The Pelican Project: Building a universal plug for scientific data-sharing
By: Brian Mattmiller
November 16, 2023
From its founding, the Morgridge Institute for Research has driven the idea that open sharing of research computing resources will be a great enabler of scientific discovery, powering everything from black hole astronomy to stem cell biology.
Increasingly, the principle of sharing is being applied not only to computing resources, but to the wealth of data those projects are producing. Resources such as high-throughput computing and the OSG Consortium have been incorporating more tools for scientists to share their raw data for further exploration.
This principle is now getting traction on a national policy scale. The White House Office of Science and Technology Policy (OSTP) established new requirements in 2022 that any research supported by federal funds must be made available to the public without embargoes or paywalls.
This mandate applies not only to published findings, but to the core data those findings are based upon. Within the scientific community, the approach is referred to as the “FAIR” principles, which means that scientific data should be “findable, accessible, interoperable and reusable.”
Obviously, applying this new standard to data is as much a technical challenge as it is a cultural one. A new project at the Morgridge, led by research computing investigators Brian Bockelman and Miron Livny, is working toward creating a software platform that can facilitate the sharing of diverse research datasets.
Nicknamed “Pelican,” the project is supported through a $7 million grant from the National Science Foundation (NSF). The award (OAC-2331489) will strive to make data produced by researchers, from single-investigator labs to international collaborations, more accessible for computing and remote clients for viewing. Pelican supports and extends the work Bockelman and Livny have been doing as part of the OSG Consortium for over a decade.
Bockelman says that public research data-sharing has been a growing movement the past decade, but the COVID-19 pandemic served as a potent catalyst.

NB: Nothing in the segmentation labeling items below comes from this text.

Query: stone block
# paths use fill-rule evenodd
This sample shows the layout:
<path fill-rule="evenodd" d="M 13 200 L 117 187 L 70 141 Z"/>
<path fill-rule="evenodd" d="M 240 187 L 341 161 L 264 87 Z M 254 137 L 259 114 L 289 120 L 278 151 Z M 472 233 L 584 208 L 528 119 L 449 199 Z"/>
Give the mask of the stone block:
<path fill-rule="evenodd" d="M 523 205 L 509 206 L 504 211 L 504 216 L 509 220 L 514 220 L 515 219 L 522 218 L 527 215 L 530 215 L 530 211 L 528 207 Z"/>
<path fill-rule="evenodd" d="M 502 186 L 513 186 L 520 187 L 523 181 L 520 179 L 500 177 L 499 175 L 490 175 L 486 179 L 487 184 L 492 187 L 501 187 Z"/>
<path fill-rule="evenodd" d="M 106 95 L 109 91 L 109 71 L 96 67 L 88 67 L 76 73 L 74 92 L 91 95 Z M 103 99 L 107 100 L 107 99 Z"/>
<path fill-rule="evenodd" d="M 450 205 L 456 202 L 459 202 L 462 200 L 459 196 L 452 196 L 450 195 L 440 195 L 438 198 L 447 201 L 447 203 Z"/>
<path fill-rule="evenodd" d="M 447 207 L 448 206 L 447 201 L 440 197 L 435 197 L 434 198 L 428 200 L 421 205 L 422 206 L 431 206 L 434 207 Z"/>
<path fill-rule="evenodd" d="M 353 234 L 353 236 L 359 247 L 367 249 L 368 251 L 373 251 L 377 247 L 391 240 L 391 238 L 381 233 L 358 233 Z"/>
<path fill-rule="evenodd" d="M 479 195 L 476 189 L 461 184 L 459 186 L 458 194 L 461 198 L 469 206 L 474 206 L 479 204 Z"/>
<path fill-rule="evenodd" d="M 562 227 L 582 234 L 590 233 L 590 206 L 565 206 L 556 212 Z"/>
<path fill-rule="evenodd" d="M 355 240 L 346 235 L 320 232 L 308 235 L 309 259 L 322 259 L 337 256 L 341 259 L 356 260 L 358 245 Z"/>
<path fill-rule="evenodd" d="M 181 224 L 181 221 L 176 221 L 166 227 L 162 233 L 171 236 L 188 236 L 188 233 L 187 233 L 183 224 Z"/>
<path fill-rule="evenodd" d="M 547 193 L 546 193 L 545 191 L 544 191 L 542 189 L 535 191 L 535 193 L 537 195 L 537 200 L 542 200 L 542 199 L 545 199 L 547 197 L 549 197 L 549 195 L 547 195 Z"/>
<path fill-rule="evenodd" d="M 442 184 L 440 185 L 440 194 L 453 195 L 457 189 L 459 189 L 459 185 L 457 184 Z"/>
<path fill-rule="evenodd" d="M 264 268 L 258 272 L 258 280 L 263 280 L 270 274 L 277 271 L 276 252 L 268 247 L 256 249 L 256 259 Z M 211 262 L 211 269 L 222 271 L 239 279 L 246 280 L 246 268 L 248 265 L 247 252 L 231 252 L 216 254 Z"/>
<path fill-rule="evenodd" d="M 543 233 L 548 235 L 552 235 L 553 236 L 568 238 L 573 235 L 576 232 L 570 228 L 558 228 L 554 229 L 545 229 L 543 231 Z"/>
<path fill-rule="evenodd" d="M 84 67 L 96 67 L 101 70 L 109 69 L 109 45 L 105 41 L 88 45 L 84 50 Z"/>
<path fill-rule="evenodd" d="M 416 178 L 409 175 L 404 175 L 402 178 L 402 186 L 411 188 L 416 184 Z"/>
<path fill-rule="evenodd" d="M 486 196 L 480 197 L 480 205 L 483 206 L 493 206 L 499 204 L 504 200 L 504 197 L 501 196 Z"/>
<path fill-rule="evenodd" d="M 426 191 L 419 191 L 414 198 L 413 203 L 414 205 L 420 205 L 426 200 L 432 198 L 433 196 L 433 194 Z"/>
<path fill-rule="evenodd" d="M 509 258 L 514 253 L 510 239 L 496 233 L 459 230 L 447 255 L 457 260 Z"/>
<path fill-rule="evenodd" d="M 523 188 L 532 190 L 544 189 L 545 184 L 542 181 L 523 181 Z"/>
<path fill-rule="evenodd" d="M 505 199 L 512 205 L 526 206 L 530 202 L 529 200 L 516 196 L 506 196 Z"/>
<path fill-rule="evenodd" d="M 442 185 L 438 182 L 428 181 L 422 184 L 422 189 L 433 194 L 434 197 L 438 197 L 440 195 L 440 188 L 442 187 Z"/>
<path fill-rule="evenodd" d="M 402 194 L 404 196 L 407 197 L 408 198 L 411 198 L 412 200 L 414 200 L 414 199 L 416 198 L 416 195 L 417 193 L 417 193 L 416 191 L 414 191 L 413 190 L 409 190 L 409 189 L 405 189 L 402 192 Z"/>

The pandemic made the benefits of sharing abundantly clear, including the development of a vaccine at an unprecedented pace — 6 months compared to a typical multi-year process.
“Our philosophy is that not only should your research paper be public and readable, but your data should be as well,” Bockelman says. “If scientists just say, ‘here are the results in a pretty graph,’ and don’t share the underlying dataset, we lose a lot of value when others can’t access the data, can’t interpret it, or use it for their own research.”
Bockelman says there are some other core benefits that may come from the open science push. By making data more readily accessible, it should improve the reproducibility of experiments and potentially reduce scientific fraud. It can also narrow the gap between the “haves” and “have-nots” in the research world by providing data access regardless of institutional resources.
Bockelman likens the Pelican project to developing a “universal adapter plug” that can accommodate all different types of data. Just like homes have standard outlets that work for all different household appliances, that same approach should help individual scientists plug into a sharable data platform regardless of the nature of their data.
One of the first proving grounds for Pelican will be its participation within the National Discovery Cloud for Climate, an effort to bring together compute, data, and network resources to democratize access and advance the climate-related science and engineering. Bockelman says the Pelican project will help optimize this data sharing effort with the climate science community and provide a proof of concept for other research areas.
But ultimately, the best benefit may be enhancing public trust in high-impact science.
“Even for people who may not go digging into the data, they want to know that science has been done responsibly, especially for fields where it directly affects their lives,” Bockelman says. “Climate is a great example of where the science can really drive regulations that affect people. Getting data out as open and following the FAIR principles … is part of that relationship between the scientific community and the society at large.”
Bockelman says making data accessible is more than just downloading from a webserver. Pelican works to establish approaches that help people utilize the data effectively from anywhere in the nation’s computing infrastructure — essential so anyone from a tribal college to the largest university can understand and interpret the climate data.
The original memo was written in 2022 by then OSTP Director Alondra Nelson, and today the “Nelson memo” is viewed as a watershed document in federal research policy.
“When research is widely available to other researchers and the public, it can save lives, provide policy makers with the tools to make critical decisions, and drive more equitable outcomes across every sector of society,” Nelson wrote. “The American people fund tens of billions of dollars of cutting-edge research annually. There should be no delay or barrier between the American public and the returns on their investments in research.”